Off-Grid Weather Station

I want to make a weather station using the SparkFun Weather Shield, DEV-13956 ROHS and SparkFun RedBoard Plus, DEV-18158 ROHS and Orange Pi Zero 2 without going through the cloud in case the internet is unavailable. How would I do that?

I am sure there are hundreds (if not thousands) of projects out there that are similar in nature.

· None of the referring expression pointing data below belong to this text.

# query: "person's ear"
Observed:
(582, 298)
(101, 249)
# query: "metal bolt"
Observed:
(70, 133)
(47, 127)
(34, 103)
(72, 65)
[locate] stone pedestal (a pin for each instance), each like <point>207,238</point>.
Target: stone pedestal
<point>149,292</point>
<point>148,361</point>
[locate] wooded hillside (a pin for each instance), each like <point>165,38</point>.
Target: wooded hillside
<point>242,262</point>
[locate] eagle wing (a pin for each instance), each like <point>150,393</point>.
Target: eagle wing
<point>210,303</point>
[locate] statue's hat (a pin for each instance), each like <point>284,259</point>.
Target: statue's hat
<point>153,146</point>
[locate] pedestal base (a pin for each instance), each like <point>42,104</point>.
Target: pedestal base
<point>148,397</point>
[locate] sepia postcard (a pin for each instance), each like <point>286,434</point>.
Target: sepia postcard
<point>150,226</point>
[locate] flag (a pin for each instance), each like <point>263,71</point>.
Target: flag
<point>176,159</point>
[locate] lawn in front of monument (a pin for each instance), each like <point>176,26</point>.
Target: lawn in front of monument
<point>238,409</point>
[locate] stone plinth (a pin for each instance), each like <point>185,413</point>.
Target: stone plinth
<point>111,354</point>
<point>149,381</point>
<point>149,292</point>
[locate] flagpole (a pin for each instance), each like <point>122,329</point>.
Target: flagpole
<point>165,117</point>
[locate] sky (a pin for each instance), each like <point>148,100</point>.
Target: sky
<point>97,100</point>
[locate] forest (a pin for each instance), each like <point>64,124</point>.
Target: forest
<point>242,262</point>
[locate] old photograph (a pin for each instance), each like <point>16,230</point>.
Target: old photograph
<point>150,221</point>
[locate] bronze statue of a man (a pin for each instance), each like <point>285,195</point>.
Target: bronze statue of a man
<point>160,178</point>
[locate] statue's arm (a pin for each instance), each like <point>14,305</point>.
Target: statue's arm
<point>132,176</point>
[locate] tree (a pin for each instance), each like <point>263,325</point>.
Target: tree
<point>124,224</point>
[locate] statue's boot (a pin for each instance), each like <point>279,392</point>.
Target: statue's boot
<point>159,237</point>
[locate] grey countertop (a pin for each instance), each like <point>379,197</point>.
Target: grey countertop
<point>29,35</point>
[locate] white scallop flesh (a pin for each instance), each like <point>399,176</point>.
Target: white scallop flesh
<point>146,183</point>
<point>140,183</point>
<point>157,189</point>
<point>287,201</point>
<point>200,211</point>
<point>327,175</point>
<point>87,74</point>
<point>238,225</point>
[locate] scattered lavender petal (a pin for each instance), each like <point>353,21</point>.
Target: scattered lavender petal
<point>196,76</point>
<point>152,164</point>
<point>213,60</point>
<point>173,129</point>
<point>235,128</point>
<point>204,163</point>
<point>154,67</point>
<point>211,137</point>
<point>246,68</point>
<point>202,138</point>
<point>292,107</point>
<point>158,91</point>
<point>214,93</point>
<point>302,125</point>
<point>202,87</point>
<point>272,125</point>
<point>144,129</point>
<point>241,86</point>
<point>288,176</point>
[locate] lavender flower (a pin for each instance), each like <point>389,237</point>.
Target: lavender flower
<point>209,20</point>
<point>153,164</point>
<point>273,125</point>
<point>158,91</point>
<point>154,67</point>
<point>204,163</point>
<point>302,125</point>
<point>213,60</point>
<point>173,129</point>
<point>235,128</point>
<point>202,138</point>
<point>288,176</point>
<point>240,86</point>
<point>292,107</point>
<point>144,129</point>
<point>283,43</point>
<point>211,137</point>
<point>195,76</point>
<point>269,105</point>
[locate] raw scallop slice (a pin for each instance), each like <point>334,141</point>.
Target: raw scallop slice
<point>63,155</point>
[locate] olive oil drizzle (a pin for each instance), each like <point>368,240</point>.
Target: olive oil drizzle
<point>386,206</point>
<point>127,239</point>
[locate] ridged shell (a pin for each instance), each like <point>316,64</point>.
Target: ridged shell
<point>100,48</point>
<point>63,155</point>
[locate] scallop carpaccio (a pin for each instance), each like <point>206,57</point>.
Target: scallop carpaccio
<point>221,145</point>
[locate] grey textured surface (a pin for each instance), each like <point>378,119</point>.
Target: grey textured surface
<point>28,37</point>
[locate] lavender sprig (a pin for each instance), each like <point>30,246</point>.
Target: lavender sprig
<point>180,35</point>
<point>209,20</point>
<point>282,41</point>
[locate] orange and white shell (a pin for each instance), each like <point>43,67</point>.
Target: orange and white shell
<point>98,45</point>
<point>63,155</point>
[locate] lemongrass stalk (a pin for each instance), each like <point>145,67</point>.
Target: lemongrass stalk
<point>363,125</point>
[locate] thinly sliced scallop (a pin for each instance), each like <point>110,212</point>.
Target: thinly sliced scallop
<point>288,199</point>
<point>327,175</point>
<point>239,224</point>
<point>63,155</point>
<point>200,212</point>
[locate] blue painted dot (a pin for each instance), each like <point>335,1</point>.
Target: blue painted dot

Currently I have one implementation whose main purpose was to be outside and not connected to any power source inside the house, and transmit wirelessly the information to some smarter device inside the house. Therefore, the power source includes a LiPo battery, a solar panel, and a charger. It reports temperature, humidity, pressure, wind gusts, rain count, battery level, and solar panel level to a gateway that is sitting anywhere within the house and this gateway aggregates the data and publishes it to Adafruit IO cloud service in order to visualize the data. A local monitor is also in the works to capture the data real-time and display it within the house at any time. The main reason not to include the WiFi connectivity within the station itself was to reduce power consumption and also to allow for future use of the gateway for additional remote “stations” (e.g. mailbox, garage, etc). The main elements of my implementation are:

  • - Weather Sensing– The weather sensing is done by SFE’s Weather Shield connected to SFE’s Weather Kit. The combination of the two provides readings for temperature, humidity, pressure, wind gusts, rain count, battery level, and solar panel level. It also provides for Ambient light and Wind direction but, as previously stated, I removed those two measurements to accommodate the Solar Level measurement and the additional interrupt needed to support the RFM69HCW.
  • - Arduino – Brains of the station. A BlackBoard C is used as this had I/O translators, a Qwiic connector and some other features that make it slightly better to develop on than the original Uno. LED for power was ultimately removed to further optimize low power consumption during sleep modes.
  • - Wireless radio – Provides a lower power link to report all the sensor info to a gateway inside the house that does not need be restricted to low power (i.e. the gateway inside the house can be any power hungry WIFI module paired with another wireless radio). As mentioned above, the RFM69HCW breakout board is used as it provides a very good library and the ability to lower power to consume very small power during that time.
  • - (Renewable) Power Source – Based on analysis and measurements the battery capacity was estimated, a suitable LiPo battery selected, the power rating of the solar panel estimated, and a compatible charger selected.
  • - Enclosure – Some sort of weatherized box that can contain the electronics, allows air to push through for better temperature/humidity readings but keeps water out.
  • - Web-based Monitor - Puts the data received from the outside station on the AdafruitIO service. It uses an SFE's ESP8266 Thing Dev paired with an RFM69.
  • - Local Monitor - This is not completed yet but is a monitor inside the house that displays the outside station data using static pages within the house network. It uses a PicoW paired with another RMF69.
  • The wireless radio can be anything from 433MHz / 915MHz ISM device, to LORA, to BLE, to WiFi, etc.

    Some examples of other implementations :

    https://tinkerman.cat/post/low-power-we … 80-moteino

    https://www.hackster.io/markkomus/solar … -io-aac26b

    https://github.com/danjperron/PicoWSolar

    https://github.com/fractalxaos/weather

    You have a very interesting project, but: The problem I have is that the Red Board (Arduino Uno) does not talk to HTML directly at all. This is a SHTF project for when the internet goes down. So any Cloud involvement is a no-go.

    One solution I have found is to use NODE.js as a buffer. Set up sockets in NODE.js to accept the serial data then have HTML input the socket data for display. I was hoping that someone has done this before and could guide me through the prototyping.

    Maybe it was not too clear from my description. The weather station is comprised of the WeatherShielld, an Arduino (that can be a Redboard - but in my case it was the Blackboard - both are Sparkfun products), and a wireless (not WiFi, not ethernet) “modem” the send the information you collect at the station via a “wire” (an RF link) to another “modem” inside the house which is then paired, in my case, to Sparkfu’s ESP8266 Thing Dev so it can put the data on the “cloud”. But that ESP8266 can be anything, it can be a rPI that can host its own local website, it can be the be an PicoW that hosts its own local website, etc. This is not “my” concept, it is widely used when one is looking to minimize power consumption of the WeatherStation or any other “remote” sensor. The reason I mentioned Moteino is because they actually pair an Arduino core with a wireless transceiver (“modem”); and some implementations do use node.js.